So, this is a book I gulped down. Jennifer Fulwiler’s writing voice is so good—if this was fiction, you’d call her a compelling protagonist, one you’re rooting for, and one who makes you want to know what’s going to happen next.
(On that note, may I just say, Wow, I miss Jen’s blog! I was a fan of it over a decade ago, and I’m sure she’s doing wonderful things on her radio show now, and she’s clearly still writing glorious books, but…I miss her blog. It just has to be said.)
So, what is One Beautiful Dream about? It’s about fulfilling a creative vocation while mothering a whole passel of kids. Which totally makes it what you'd call “relevant to my interests.”
In it, Jennifer tells the story of writing her first book, while not just mothering the kids she had, but gestating and giving birth to a few more. It’s about how she learned to stop treating her vocation as a mother as if it were an enemy of her vocation as a writer—as if in order to make room for her writing, her mothering vocation had to be the lion she held back with a whip and a chair.
I really love this bit, which I think sums up a lot of what the book’s about:
There is a tendency with anyone who loves any kind of work to fantasize that if you just had endless time for it, you’d be able to achieve perfection in this field. Yet what I’d discovered is that when you put love first, not only does your life improve, but your work improves…In my case, I faced interruption after interruption in my house full of babies. And, in the process, I finally learned how to write a book.

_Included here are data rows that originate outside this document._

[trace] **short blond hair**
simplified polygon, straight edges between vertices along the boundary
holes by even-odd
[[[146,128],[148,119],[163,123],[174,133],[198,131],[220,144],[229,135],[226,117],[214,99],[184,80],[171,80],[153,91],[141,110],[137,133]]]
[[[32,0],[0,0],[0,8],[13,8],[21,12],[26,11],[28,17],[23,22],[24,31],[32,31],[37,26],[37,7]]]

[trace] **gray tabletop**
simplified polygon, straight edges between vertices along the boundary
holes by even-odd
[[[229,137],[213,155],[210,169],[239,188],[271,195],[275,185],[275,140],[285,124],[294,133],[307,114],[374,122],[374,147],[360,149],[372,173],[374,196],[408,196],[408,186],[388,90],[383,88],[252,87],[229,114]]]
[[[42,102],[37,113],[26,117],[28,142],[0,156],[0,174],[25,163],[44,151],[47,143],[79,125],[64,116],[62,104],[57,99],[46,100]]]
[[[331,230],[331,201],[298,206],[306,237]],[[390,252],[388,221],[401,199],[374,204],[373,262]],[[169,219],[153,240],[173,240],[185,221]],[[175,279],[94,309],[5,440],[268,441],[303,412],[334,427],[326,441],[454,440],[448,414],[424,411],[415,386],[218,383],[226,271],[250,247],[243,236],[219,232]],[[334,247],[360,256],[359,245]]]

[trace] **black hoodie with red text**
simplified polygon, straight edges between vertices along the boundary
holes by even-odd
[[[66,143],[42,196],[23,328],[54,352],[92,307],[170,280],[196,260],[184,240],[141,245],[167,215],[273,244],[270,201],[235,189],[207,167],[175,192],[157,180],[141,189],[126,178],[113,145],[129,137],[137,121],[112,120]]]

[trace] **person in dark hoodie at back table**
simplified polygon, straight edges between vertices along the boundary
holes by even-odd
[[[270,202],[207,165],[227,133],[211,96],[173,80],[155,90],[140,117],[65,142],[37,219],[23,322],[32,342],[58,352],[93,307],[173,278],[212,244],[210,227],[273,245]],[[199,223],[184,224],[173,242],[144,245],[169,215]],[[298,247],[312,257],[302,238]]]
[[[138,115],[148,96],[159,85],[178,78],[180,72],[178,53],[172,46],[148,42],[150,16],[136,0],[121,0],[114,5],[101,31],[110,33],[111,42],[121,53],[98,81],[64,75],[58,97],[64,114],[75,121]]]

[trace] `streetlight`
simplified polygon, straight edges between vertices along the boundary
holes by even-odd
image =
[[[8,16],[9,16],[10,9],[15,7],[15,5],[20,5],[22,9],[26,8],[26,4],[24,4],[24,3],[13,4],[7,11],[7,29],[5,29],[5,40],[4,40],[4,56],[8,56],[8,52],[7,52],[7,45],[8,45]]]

It is, like all good memoirs, a story that spends time on details that support the theme, and elides past those that don’t. For instance, from my experience as a NICU mom, I’m sure that a whole book could have been written about Jennifer’s experience of having a baby in the NICU, yet she only spends a short span of pages there.
And that’s okay, because that’s not what this particular book is about…but little spaces like that make me realize how much I’d like, someday, to read about the bits that happened in the spaces.
If she ever feels like writing those books, that is. Jennifer’s an author I’d trust to decide when and where to tell which stories--no author should feel pressure to write the things she doesn't want to write.
But all I have to say is: at this point, I’m here to read whatever books she feels like writing. I definitely recommend this book.